First and foremost, euthanasia is an equity problem. It broadens the gap in health outcomes for those already having trouble getting fair access to care – for example, Māori and Pacific populations, rural communities, those impoverished and anyone already marginalised by the healthcare system. For me, it’s obvious who would be more likely to opt to end their lives early through euthanasia because they cannot access the medical care and support that they need. We need to think very carefully about what this legislation might end up doing.

Euthanasia might seem like a ‘quick fix’ to suffering, but it is not an answer to the gaps in our healthcare system. There’s a reason the Palliative Care Council and Hospice are strongly opposed to legalising euthanasia. Contrary to popular understanding, palliative care actually prolongs your quality of life and is life-affirming. Dying is a time that requires just as much care as a birth. Our health care system unfortunately does not provide this care equally to all. Driving our people to kill themselves early because of a euthanasia policy available in the face of existing inequities is not the answer.

Focus on rolling out euthanasia detracts from a healthcare budget that could go towards strengthening palliative care. Furthermore, viewing the economic advantages of euthanasia for already underfunded District Health Boards leads us to nothing by dystopian policies. Inserting an intravenous line, and injecting drugs to kill someone is far cheaper and easier than getting a hospital-in-the-home bed, counselling support, and nursing care. A junior doctor could admit you when you arrive to hospital, you’d wait for a specialist to review and confirm your choice, and a nurse could inject you with a protocolised set of drugs in a quiet room on the ward. We wouldn’t argue otherwise; we’d respect your decision. An orderly would then take your body to the morgue and from there it would be transferred onto the funeral home, or for cremation. It’s not rocket science. Nor is it good medicine.
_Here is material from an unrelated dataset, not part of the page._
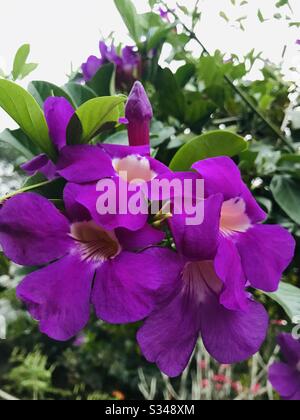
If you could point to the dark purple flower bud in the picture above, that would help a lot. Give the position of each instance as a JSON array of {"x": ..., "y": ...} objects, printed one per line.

As this referendum approaches, I think we need to think carefully about how we support those living with a progressive disease in our societies. All our lives are ultimately terminal whether we’re sick or not. It’s the ‘illness’ that is the problem, and that is the condition we need to address – whether it be emotional, physical or existential. That’s why we have counsellors, mental health workers, pain specialists, whānau, friends, and community. This is why we try to build a society where we are supported by those around us in the face of times when we experience suffering. The last thing I want to see is a cultural shift where we feel the need to ‘top ourselves early’ because we fear the capacity to access adequate healthcare and support when we are no longer well.

Rather than endorsing euthanasia, I want to call upon our government to strengthen palliative care, social services and support systems. I want us to talk about plans for dying – a formally documented Advanced Care Plan is as essential as a will. I want us to talk more as families about when to withdraw excessive medical intervention in order to ‘die a natural death’. Euthanasia is not the solution for something we hardly talk about: how we approach death and dying.

So as the election approaches, raise this subject with your friends, and those that you care about. For myself, all that I hope is that when I next consult with someone towards the end of their life, is that I have neither hastened or prolonged death; that I can offer effective pain relief and care; that I can create a space for important shared moments and know that our healthcare system have adequately developed services for supporting people near death. One that supports all people equally, when they are most at need.

* Not their real names

Dr Carmen Chan is a full time resident medical officer currently working in the country' emergency frontline services.